* China’s growing stockpile ignites supply concerns
* Funds race for cover ahead of options expiry
NEW YORK, April 11 (Reuters) – Cotton futures rallied on Wednesday, with the May contract briefly breaching its 100-day moving average, on short-covering triggered by concerns about nearby supply tightness due to China’s voracious buying.
Concerns about nearby tightness were inflamed by Tuesday’s U.S. government data that revealed stronger-than-expected buying by Beijing’s strategic reserve.
That sent nearby prices higher, but fears about an overhang of stock going into the new season in August hurt forward prices and pushed the backwardation to a January high.
The benchmark May cotton contract on the ICE Futures U.S. exchange settled up 1.84 percent at 91.38 cents per lb after breaching its 100-day moving average of 91.98 cents.
Prices rose as much as 3.22 percent to 92.62 per lb, the biggest daily rise since March 5, before easing in the afternoon. The 200-day moving average at 95.97 cents remained elusive.
A drop in open interest of 11,455 contracts, taking the May contract total to 47,116 overnight, revealed the extent of the race by merchants and hedge funds to cover their short positions ahead of the Friday options expiry.
“This is a short-covering rally. You can see that in the drop in open interest. People are moving out of the May” contract ahead of options expiry, said John Flanagan, cotton analyst at Flanagan Trading Corp.
Some hedge funds and merchants were forced to run for cover, having been caught by surprise by concerns about nearby tightness in supply after the U.S. Department of Agriculture’s monthly supply-and-demand report showed a surprise jump since March in China’s strategic reserve stockpile.
Investors and other players fear the material, representing over a third of global ending stocks for the 2011/12 season, will be kept off market. India also has a growing inventory.
But the speculators had bet on falling nearby prices ahead of this week’s rollover by the commodity indices from the May to July contracts, a U.S. trader said.
“The pain threshold kicked in. Basically, don’t short the old crop. It is functioning on the basis of a tight structure,” he said.
“We’re seeing a bigger appetite from China than was factored in.
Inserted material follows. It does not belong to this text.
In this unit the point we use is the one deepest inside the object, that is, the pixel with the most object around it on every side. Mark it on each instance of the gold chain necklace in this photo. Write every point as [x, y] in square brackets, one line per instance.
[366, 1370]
The hedge funds that trade the rolls had their fingers burned.”
Cotton’s rally also drew support from broadly positive equity markets, buoyed by Alcoa Inc, which reported better-than-expected first-quarter results and kicked off earnings season on a positive note.
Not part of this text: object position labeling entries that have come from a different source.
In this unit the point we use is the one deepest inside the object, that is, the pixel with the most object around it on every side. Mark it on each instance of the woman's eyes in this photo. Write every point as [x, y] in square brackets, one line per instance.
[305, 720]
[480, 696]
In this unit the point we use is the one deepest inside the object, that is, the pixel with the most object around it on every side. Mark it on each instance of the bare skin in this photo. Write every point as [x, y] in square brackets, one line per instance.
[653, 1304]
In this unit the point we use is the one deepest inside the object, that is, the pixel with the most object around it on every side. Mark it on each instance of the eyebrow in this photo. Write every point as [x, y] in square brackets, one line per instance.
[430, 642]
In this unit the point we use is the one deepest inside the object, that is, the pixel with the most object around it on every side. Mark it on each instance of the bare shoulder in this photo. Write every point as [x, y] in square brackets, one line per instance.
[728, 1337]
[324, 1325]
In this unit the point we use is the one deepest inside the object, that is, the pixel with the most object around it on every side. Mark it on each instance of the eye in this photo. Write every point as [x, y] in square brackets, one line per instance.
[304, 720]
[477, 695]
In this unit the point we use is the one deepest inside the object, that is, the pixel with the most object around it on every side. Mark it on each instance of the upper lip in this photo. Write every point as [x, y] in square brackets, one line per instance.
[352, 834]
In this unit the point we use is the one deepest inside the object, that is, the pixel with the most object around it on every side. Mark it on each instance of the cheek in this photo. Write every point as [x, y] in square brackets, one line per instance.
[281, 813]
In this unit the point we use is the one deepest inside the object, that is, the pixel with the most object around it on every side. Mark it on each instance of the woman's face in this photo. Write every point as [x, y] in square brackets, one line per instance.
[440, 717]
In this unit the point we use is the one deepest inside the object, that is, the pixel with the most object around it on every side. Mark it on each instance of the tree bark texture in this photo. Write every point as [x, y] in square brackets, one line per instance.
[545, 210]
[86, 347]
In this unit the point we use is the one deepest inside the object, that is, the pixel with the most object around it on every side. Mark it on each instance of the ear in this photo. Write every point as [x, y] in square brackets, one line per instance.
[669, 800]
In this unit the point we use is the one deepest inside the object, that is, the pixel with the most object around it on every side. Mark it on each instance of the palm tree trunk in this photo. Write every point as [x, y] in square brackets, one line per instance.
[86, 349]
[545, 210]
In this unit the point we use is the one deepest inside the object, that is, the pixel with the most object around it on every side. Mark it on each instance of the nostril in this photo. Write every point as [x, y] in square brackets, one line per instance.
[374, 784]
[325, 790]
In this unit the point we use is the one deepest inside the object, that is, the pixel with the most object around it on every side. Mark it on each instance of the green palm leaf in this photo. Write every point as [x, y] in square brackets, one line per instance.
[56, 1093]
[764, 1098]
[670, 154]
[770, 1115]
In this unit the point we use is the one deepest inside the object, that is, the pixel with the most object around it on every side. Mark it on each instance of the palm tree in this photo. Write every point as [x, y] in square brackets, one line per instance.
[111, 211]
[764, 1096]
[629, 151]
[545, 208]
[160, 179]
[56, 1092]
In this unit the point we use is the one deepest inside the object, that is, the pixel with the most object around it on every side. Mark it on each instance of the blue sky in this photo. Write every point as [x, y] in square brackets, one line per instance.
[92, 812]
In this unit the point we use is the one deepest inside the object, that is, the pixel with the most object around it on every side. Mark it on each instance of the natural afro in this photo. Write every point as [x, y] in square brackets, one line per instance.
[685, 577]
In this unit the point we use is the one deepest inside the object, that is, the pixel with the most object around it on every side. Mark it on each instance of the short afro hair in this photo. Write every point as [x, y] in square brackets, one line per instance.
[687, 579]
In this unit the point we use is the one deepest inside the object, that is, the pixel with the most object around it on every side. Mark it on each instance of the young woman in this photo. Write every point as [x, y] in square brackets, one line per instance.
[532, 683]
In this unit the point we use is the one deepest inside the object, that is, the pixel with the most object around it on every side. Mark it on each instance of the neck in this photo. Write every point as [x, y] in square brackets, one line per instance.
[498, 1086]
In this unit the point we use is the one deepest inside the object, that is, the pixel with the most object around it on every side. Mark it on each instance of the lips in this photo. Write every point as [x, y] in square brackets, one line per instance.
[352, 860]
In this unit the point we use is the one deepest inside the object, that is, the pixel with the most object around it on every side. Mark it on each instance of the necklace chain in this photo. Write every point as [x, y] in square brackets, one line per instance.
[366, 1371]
While Beijing’s stockpiling creates a perception of a nearby, short-term supply squeeze, there are no such concerns about the upcoming 2012/13 season, particularly given that ending stocks for the current season are estimated to be at all-time highs above 66 million bales, traders said.
Bearish headline data from the USDA, including a forecast that consumption will drop by 500,000 tonnes, knocked prices lower further along the price curve.
The December contract fell 0.24 percent to 87.11 cents per lb. The rise in the May contract and pressure on December prices, representing the 2012/13 season, have widened the backwardation to its highest level since Jan. 23.